The self-determined life is extinguished in this scenario. Employees are only given choice over which contract they take, and the lack of options will impact their freedom. But it’s not all good news for businesses, either. Deloitte warns that businesses cannot afford to presume that their need for talent won’t change, and if they do not invest in their staff, they may face future talent shortages.In this scenario, there is an opportunity for businesses to hire more selectively and upskill their staff for longer-term success. But in order to retain talent, they cannot rely on job security alone – they need to create an experience that aligns with employees’ career goals and gives each person choices over how they progress.
Work is work
After months spent working from home, many employees want to draw the line between work and home. Even before the pandemic, WHO believed that 9% of the total global population was working long hours and were putting themselves at increased risk of heart attacks and strokes. WHO also said it had evidence that people were working around 10% more when their country was in a period of lockdown.
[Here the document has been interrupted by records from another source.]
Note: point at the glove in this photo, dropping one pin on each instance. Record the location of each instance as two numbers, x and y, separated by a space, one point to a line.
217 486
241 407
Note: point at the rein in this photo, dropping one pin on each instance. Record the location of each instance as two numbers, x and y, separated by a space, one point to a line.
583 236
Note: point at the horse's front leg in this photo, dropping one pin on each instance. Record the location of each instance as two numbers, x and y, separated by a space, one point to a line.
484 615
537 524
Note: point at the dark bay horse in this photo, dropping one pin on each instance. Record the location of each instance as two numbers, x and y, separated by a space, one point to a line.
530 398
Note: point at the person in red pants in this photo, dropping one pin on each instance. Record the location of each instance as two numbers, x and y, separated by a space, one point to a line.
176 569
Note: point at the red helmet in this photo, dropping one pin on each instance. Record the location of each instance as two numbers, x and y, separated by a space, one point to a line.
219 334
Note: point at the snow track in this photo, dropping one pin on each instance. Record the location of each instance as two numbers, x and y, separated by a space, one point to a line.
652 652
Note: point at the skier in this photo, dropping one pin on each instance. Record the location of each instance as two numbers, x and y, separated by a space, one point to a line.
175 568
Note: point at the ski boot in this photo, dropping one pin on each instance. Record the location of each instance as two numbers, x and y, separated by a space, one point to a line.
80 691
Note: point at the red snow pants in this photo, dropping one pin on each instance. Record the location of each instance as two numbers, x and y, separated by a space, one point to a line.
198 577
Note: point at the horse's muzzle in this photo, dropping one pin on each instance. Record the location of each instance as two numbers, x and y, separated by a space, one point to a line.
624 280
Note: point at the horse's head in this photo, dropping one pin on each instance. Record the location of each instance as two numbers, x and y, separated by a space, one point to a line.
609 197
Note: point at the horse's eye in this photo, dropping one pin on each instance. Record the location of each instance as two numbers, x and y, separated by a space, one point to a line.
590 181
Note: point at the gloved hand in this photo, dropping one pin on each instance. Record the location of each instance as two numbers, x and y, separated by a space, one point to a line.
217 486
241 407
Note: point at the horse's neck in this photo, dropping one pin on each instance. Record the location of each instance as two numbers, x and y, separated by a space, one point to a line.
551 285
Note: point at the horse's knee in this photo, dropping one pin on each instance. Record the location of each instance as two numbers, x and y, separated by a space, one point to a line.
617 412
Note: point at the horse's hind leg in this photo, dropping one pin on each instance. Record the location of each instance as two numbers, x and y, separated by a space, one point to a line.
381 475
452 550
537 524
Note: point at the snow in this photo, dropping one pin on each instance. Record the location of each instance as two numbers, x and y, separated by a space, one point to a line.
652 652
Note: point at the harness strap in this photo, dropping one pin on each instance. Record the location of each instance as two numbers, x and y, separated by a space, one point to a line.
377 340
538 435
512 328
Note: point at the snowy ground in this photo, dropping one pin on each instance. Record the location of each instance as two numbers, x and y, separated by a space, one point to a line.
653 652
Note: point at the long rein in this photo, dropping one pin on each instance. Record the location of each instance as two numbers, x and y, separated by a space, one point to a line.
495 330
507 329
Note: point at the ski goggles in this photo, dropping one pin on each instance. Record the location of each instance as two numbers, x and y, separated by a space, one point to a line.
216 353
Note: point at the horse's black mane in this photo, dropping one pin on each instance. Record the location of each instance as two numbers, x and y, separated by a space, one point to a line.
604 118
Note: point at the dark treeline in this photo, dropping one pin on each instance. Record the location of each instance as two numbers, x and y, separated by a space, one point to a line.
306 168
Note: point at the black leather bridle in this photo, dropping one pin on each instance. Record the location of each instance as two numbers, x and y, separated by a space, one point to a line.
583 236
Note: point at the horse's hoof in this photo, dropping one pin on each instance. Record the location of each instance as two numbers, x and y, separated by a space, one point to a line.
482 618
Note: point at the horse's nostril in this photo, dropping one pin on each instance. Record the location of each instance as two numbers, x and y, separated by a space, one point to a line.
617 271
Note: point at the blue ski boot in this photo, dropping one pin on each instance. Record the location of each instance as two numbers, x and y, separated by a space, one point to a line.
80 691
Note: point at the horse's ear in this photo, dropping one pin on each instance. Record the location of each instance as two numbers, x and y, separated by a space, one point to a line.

Understandably, employees want to take back some control over their working patterns.
Their requests could come to fruition in scenarios where talent is in short supply, meaning that employers need to meet employee demands in order to retain them. Many employers will look to cut workloads and give people time off in lieu or pay overtime, but this does not go far enough to support the self-determined life.
When people instate a boundary between work and home, they want to be fulfilled in both sides of their life. This means that employers need to make the working experience itself more fulfilling with wellbeing support and clear career progression options. Flexibility will be essential for enabling a self-determined life so that people can choose which benefits align with their own goals both in and out of work.
Increasing demands for balancing profit with making a positive impact on the world are creeping into the workplace. Purpose is already becoming central to employees’ work goals. A McKinsey survey found that 63% of people want their employer to give them more opportunities for purpose to be part of their day-to-day work. Importantly, purpose has three layers according to McKinsey – the company’s own purpose; the employee’s purpose in their role; the employee’s sense of purpose outside of work.
Purpose is more than a company’s vision and mission – it is personal to an employee’s own goals too. That is why businesses that want to make purpose central to their offering need to do so with a flexible approach so that employees can live their own purpose at work too. This could involve giving employees more autonomy over their job goals and working day, celebrating individual successes, or creating opportunities to focus on personal goals.
Did you know?
Swiss Life’s purpose is to support people lead a self-determined life – one that gives people the financial security to live with confidence. All of the solutions we create are built with flexibility at every opportunity, so people can select the features that best support their needs and long-term goals. The same goes for our employee benefits, which we design to give employees complete control over the support they want to fulfil their own purpose in life and in work.
Putting employees first
Perhaps with the exception of ‘war between talent’, each scenario puts the employee experience first. Such shifts in the employee-employer relationship could be momentous for the future of work because they prioritise wellbeing. The challenge will be ensuring that the offering is tailored to individuals. Employees need flexibility and choice over everything from working styles and benefits through to corporate purpose in order to feel engaged, driven and fulfilled in their careers.